US 11,704,559 B2
Learning to search user experience designs based on structural similarity
John Collomosse, San Jose, CA (US)
Assigned to Adobe Inc., San Jose, CA (US)
Filed by Adobe Inc., San Jose, CA (US)
Filed on Jun. 17, 2020, as Appl. No. 16/904,460.
Prior Publication US 2021/0397942 A1, Dec. 23, 2021
Int. Cl. G06N 3/08 (2023.01); G06N 3/04 (2023.01); G06F 18/2135 (2023.01); G06N 3/045 (2023.01); G06F 8/38 (2018.01); G06F 16/583 (2019.01)
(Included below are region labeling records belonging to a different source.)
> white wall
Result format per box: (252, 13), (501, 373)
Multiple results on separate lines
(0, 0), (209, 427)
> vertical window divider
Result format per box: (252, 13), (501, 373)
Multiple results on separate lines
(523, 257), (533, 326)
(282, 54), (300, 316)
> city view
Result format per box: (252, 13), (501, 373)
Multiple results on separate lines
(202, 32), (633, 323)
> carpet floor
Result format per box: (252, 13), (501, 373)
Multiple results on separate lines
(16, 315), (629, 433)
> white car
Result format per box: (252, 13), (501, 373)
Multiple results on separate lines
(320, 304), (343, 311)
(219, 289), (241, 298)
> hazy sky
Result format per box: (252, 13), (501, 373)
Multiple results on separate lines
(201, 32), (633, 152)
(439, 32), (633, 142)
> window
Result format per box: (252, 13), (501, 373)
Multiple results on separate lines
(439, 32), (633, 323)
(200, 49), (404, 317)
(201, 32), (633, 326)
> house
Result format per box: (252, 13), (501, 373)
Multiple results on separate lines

CPC G06N 3/08 (2013.01) [G06F 8/38 (2013.01); G06F 16/583 (2019.01); G06F 18/21355 (2023.01); G06N 3/04 (2013.01); G06N 3/045 (2023.01)] 16 Claims
OG exemplary drawing
 
1. A computer-implemented method comprising:
generating a graph representation of a layout of a graphical user interface (GUI), the layout including a plurality of control components, each control component including a component class, geometric features, and relationship features to at least one other control component, the graph representation including a plurality of nodes corresponding to the plurality of control components and at least one edge connecting the plurality of nodes;
processing the plurality of nodes of the graph representation by a first one or more layers of a graph convolutional network (GCN) to generate a plurality of node embeddings;
processing the at least one edge of the graph representation by a second one or more layers of the GCN to generate a plurality of relationship embeddings;
generating a search embedding for the representation of the layout based on the plurality of node embeddings and the plurality of relationship embeddings; and
querying a repository of layouts in embedding space using the search embedding to obtain a plurality of layouts based on similarity to the layout of the GUI in the embedding space.